An airport, to say nothing of the airlines it serves, can hardly be a dynamist enterprise. It requires centralized, long-term planning. There's no way it could be dynamist, but then the older Stapleton airport is no different in that regard. I wonder what folks around Denver thought about it when it was built? Leaving for the airport forty-five minutes before your flight departs could well have seemed too much then. (Since the 9/11 attacks, which took place after this book was published, increased "security" measures have made it necessary to arrive early anyhow.)

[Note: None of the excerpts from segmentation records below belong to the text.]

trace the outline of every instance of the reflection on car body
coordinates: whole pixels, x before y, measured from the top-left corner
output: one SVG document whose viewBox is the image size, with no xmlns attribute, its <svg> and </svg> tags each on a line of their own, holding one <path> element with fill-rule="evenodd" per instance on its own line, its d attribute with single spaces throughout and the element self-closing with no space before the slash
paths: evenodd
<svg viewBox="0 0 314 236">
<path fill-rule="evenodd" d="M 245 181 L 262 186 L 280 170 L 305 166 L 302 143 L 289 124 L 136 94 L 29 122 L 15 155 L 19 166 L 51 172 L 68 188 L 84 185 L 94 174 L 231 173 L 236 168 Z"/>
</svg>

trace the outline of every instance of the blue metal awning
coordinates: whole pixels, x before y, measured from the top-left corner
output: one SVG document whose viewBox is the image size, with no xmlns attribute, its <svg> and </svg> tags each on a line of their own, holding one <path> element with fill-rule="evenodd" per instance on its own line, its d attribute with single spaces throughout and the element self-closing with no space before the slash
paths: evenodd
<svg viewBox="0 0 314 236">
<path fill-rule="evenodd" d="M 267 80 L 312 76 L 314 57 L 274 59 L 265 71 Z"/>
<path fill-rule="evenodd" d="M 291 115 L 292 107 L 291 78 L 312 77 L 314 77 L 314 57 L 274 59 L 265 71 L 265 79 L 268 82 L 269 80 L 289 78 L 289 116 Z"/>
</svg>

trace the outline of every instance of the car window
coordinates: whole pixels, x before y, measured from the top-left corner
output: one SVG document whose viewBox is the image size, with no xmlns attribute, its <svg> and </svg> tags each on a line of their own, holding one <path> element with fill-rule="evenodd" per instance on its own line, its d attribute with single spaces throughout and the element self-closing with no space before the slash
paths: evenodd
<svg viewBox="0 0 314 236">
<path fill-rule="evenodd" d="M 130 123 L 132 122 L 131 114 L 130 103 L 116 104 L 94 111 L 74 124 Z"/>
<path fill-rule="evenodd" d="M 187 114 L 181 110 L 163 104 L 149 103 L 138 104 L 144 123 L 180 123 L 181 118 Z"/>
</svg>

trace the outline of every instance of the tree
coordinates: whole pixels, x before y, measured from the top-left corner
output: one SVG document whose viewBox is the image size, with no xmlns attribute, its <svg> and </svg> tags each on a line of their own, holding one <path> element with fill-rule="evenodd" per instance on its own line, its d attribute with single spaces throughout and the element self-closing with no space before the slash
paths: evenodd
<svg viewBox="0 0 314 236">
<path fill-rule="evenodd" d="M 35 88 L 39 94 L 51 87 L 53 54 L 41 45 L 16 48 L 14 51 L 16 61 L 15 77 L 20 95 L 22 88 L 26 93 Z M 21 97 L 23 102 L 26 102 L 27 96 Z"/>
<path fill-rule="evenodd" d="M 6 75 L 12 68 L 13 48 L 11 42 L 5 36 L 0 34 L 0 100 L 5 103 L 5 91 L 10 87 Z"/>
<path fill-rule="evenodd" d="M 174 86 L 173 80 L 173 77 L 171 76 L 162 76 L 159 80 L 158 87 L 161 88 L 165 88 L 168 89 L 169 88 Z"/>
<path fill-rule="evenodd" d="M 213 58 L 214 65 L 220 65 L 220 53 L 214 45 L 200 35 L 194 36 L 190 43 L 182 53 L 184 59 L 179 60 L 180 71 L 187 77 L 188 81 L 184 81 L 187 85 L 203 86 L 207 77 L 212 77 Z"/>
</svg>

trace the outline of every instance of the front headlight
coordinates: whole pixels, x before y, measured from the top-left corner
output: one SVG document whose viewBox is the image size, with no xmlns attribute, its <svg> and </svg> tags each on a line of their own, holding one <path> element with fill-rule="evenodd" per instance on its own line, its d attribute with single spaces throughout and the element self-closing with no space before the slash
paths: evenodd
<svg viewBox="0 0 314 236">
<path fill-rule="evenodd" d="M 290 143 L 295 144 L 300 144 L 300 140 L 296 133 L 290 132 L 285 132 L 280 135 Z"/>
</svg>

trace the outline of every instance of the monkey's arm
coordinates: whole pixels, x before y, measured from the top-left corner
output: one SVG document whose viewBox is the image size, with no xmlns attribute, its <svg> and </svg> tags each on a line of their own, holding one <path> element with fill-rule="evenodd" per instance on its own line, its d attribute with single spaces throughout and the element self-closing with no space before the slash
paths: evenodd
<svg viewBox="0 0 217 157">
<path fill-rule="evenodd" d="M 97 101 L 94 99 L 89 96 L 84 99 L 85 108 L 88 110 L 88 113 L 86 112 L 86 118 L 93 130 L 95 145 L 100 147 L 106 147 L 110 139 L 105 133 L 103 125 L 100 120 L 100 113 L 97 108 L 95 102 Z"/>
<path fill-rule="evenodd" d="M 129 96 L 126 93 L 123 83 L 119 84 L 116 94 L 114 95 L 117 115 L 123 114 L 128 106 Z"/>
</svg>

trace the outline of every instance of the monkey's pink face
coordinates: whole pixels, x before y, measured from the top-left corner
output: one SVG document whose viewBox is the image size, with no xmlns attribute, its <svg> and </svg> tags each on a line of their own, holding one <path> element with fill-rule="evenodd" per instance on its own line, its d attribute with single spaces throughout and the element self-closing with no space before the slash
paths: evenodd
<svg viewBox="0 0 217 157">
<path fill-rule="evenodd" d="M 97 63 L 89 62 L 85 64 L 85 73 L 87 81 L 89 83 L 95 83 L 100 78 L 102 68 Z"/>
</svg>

Finally, Postrel quotes with approval the right-wing writer (later to be a Bush II flunky) David Frum:
Why be thrifty any longer when your old age and health care are provided for, no matter how profligately you act in your youth? Why be prudent when the state insures your bank deposits, replaces your flooded-out house, buys all the wheat you can grow, and rescues you when you stay into a foreign battle zone? [77]I read Frum's Dead Right, from which this quotation comes, and I don't remember its being this delusional. When there was no social safety net to speak of, most people didn't manage to provide for themselves very well -- that's why Social Security and other such programs were instituted. One reason why personal thrift is not a reliable means to a comfortable old age is that it relies on institutions, and those institutions turned out to be unreliable. In the Great Depression people who had saved lost their money when banks failed. That's why bank deposits were insured, to protect people against irresponsible bankers. Banks aren't supposed to be dynamist institutions. When regulations were loosened at the close of the 20th century, people who had thriftily and prudently put their money into investments against their retirement lost money again, which is why privatizing Social Security is a bad idea. Whom do you trust more, Wall Street or the Federal Government? Like most small-government rightists, I would expect both Frum and Postrel to be the first to yammer for government disaster relief if their houses were flooded. Insecurity is for other people, not for them.
This example shows how lopsided Postrel's stasist vs. dynamist categories are, and it's why I decided to quit reading her. You can't have dynamism without some stable institutions, and a government is the best bet (though not a perfect one, especially when it is taken over by business types) over the long haul. Thrift and prudence means that you expect some stability in an unstable world, or why bother to save and invest? Of course it's possible for control and stability to go too far, just as dynamism can go too far; but neither one can be rejected altogether. Postrel writes as though she really thinks that stasis should be abandoned altogether, and that's ridiculous.